Recently, the United States Securities and Exchange Commission (SEC) has been on an enforcement spree. Now the crypto firm to be under the regulator’s radar is the crypto exchange Coinbase.
On Wednesday, Coinbase revealed in a filing that it has received a Wells Notice from the regulator. The Wells notice means that the SEC has made a preliminary determination that will see it recommend an enforcement action against Coinbase. It also enables firms to respond to the regulator with an explanation as to why the agency shouldn’t proceed with legal action. Hence, it is not a final declaration of enforcement action.
Sources reveal that if the regulator does initiate legal action, it will most likely allege that the firm violated federal securities laws as it has done with other firms previously. According to the text in the filing, the upcoming allegations concern parts of Coinbase’s main trading platform (ie. spot market), along with other services such as Coinbase Earn, Coinbase Prime, and Coinbase Wallet.
The firm publicly acknowledged the notice on its blog and also confirmed that the above areas of service are under scrutiny. Notably, Coinbase alleged that the notice does not include enough information for it to provide a more detailed response.

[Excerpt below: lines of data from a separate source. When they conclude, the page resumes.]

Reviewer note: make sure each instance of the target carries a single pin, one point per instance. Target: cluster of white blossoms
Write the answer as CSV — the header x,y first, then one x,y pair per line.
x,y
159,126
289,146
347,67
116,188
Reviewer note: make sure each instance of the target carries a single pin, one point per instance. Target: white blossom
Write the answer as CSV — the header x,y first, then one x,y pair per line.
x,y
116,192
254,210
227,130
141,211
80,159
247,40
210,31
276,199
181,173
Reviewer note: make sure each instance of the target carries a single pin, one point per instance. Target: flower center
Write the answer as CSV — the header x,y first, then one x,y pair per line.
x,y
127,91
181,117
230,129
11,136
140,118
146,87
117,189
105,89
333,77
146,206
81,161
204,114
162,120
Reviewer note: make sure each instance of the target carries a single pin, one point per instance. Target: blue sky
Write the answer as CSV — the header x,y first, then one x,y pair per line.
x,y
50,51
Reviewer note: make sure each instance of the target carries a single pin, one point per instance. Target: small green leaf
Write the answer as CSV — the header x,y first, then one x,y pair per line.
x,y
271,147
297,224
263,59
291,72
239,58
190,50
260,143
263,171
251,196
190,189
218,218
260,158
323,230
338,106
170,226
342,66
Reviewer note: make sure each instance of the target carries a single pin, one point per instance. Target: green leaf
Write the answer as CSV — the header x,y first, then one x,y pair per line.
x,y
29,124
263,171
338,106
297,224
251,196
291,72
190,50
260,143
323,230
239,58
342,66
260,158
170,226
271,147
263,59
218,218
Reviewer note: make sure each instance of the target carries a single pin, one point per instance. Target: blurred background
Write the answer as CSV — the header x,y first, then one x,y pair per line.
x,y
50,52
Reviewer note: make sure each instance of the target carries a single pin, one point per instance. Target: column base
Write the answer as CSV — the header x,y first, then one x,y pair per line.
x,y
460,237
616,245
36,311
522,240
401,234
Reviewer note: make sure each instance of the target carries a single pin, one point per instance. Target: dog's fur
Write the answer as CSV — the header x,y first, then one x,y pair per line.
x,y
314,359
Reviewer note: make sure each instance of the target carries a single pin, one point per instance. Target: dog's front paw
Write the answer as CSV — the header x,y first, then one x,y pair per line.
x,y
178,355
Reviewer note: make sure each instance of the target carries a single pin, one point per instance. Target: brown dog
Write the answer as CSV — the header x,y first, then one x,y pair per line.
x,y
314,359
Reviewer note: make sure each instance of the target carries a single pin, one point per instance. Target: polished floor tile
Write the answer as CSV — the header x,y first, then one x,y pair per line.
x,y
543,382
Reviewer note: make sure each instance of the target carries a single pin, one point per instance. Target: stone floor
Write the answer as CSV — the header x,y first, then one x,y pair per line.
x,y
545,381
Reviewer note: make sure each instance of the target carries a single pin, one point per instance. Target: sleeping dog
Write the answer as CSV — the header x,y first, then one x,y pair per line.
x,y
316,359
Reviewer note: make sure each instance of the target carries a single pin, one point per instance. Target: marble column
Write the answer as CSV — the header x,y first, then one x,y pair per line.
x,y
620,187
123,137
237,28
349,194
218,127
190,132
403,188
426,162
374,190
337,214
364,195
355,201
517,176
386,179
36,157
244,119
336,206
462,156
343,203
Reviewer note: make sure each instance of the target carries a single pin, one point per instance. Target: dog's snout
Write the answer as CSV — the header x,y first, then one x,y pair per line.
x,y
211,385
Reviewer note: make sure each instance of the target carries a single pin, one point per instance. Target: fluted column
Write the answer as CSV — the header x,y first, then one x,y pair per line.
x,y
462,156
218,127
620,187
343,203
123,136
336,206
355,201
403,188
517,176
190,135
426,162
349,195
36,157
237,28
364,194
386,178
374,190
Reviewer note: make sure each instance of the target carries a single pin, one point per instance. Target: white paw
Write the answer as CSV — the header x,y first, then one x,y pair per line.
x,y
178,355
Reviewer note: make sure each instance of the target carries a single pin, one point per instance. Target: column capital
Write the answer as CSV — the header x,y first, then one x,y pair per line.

Additionally, the company asserted that the regulator refused to identify particular cryptocurrencies and assets that may be considered securities. It also said that the regulator further refused to respond to its registration proposals in recent months.
In its blog, Coinbase also expressed its confidence and said that its services are legitimate and it “welcomes a legal process.” However, this phrasing does not exclude the possibility of a settlement.
The phrase stands in clear contrast to personal statements from Coinbase executives that suggest that the company intends to fight the SEC in court. Brian Armstrong, CEO of Coinbase tweeted that his company intends to show the bias of the regulator and that the SEC “has not been fair, reasonable, or even demonstrated a seriousness of purpose.”
Simultaneously, Paul Grewal, CLO of Coinbase, said that the company will “avail [itself] of the court system to finally start to get some clarity for the crypto industry.”
Notably, as stated in the company’s blog, it is also possible that Coinbase might not face charges ahead as the Wells notice “is not a formal charge or lawsuit, [but] can lead to one.” However, crypto companies to date have been mostly unsuccessful in fighting the regulator, so the SEC doesn’t have much on stake to refrain from filing charges.
The SEC has been carrying out enforcement actions against crypto entities one after the other, something a lot of personalities have disapproved of. In February, the SEC targeted Paxos for selling unregistered security. The firm initially said that it categorically disagreed with the regulator but later confirmed that it was having talks.
At the DC Blockchain Summit, French Hill, a Republican lawmaker, slammed the US Congress regarding cryptocurrency regulations. He said that the crypto businesses which wish to settle in the country would be forced to shift and the regulating agencies and their stringent approach would be responsible for this. Blockchain Association’s CEO also flagged the behavior of the SEC and requested lawmakers to interfere in the crypto regulations urgently.